Back to wonderful John Berger’s book ‘A seventh man’, its title stemming from a data that in 1973, in Germany and Britain every seventh manual worker was an immigrant. If any of you reading this can work out contemporary equivalent of women or men worker I’d be very grateful. I’ll try and gather the data too.

I've found this bit from Berger’s text inspiring:

“A friend came to see me in a dream. From far away. And I asked in the dream: ’Did you come by photograph or train’. All photographs are a form of transport and an expression of absence.”

With his words in mind I am looking at a photograph of one of the 'guest worker' women I interviewed and her friend, taken outside the dorm in Potsdamer Strasse, where they lived in the early 70’s (image above). Dorms were provided by their employers, a modest accommodation they shared with other women, sometimes up to seven women to a room (number seven again). They are leaning on the car, a beautiful Volkswagen Beatle, and I am trying to add colour in my mind to the black and white photograph. The Beatle looks white (or could it be yellow?) and new and shiny. Their dress could be green/blue/orange combination (on the left) and yellow (or white?) and dark blue on the right; the material was probably polyester or acrylic. I can imagine it making static electricity with each movement, so when they touched the car they got a small snap, a tiny bite to the top of their fingertips. I hear them laughing and then leaning on the car, hoping the owner won’t come too soon. I don’t imagine it to be their car. They would have arrived recently to West Berlin, and were saving all their money to send home. They probably felt a tinge of guilt for buying the beautiful dresses, maybe spending their second salary on it. The first one was sent home, with a message that they are fine, treated well, and that they are earning German marks now, their journey and separation from home justified.
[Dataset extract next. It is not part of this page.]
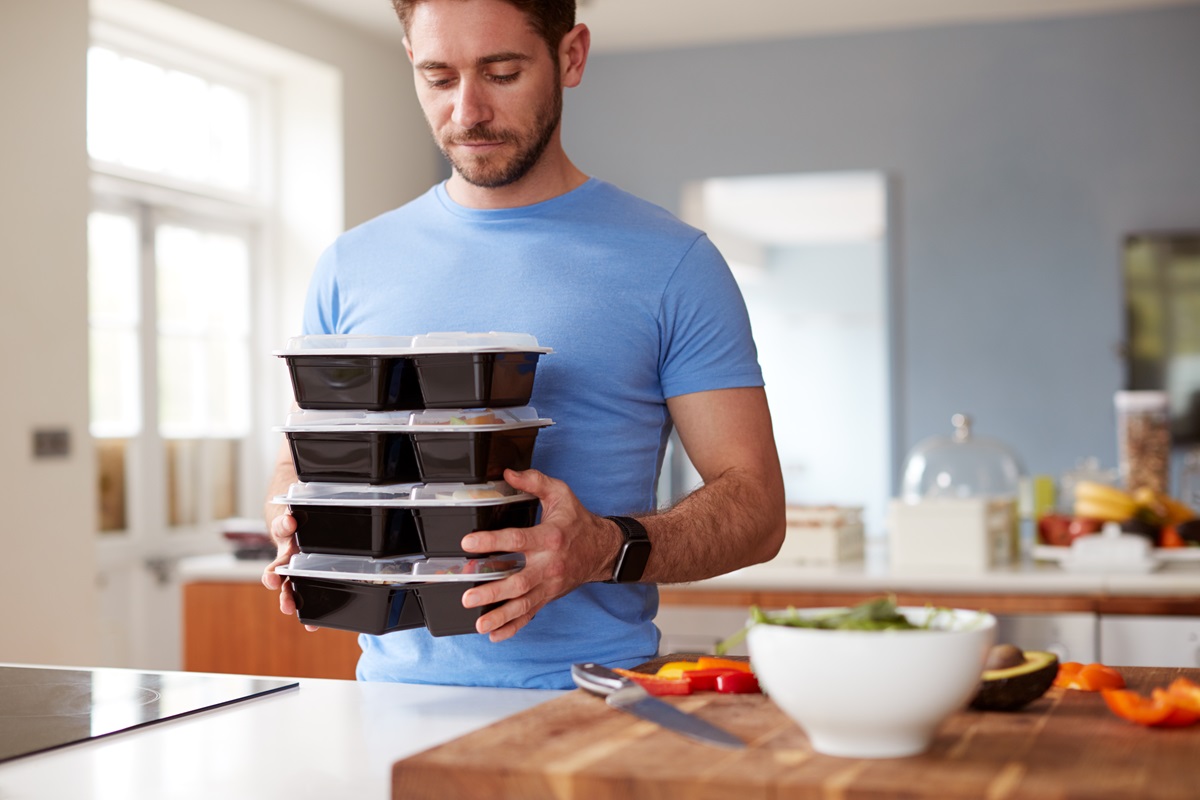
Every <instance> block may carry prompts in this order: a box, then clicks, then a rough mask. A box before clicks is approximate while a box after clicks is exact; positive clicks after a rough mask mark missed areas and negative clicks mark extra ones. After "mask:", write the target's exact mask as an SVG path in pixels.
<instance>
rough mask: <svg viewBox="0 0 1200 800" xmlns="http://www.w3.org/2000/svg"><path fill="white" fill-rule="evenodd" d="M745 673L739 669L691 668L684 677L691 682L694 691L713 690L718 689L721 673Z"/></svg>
mask: <svg viewBox="0 0 1200 800" xmlns="http://www.w3.org/2000/svg"><path fill="white" fill-rule="evenodd" d="M733 674H738V675H744V674H746V673H743V672H740V670H738V669H689V670H688V672H685V673H683V678H685V679H688V680H689V681H690V682H691V691H694V692H712V691H715V690H716V679H718V678H720V676H721V675H733Z"/></svg>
Metaphorically, they arrived in this Beatle. Stories of wealth and new opportunities have certainly influenced and still have an impact on decisions to pack ones bag and set on a journey. They traveled in the back of the car, dreaming of a moment when they will be behind the steering wheel. And they arrived not only in 1970 but again in 2009, they came in the timeless Beatle into my own life, and into my own story of migration and travel. And now I see them looking at me, and images which are neither theirs nor mine are showing themselves to me. In this translation between their wor(l)ds and mine, a (hi)story is emerging and their absence from all these years is demanding presence. They are here, they have arrived.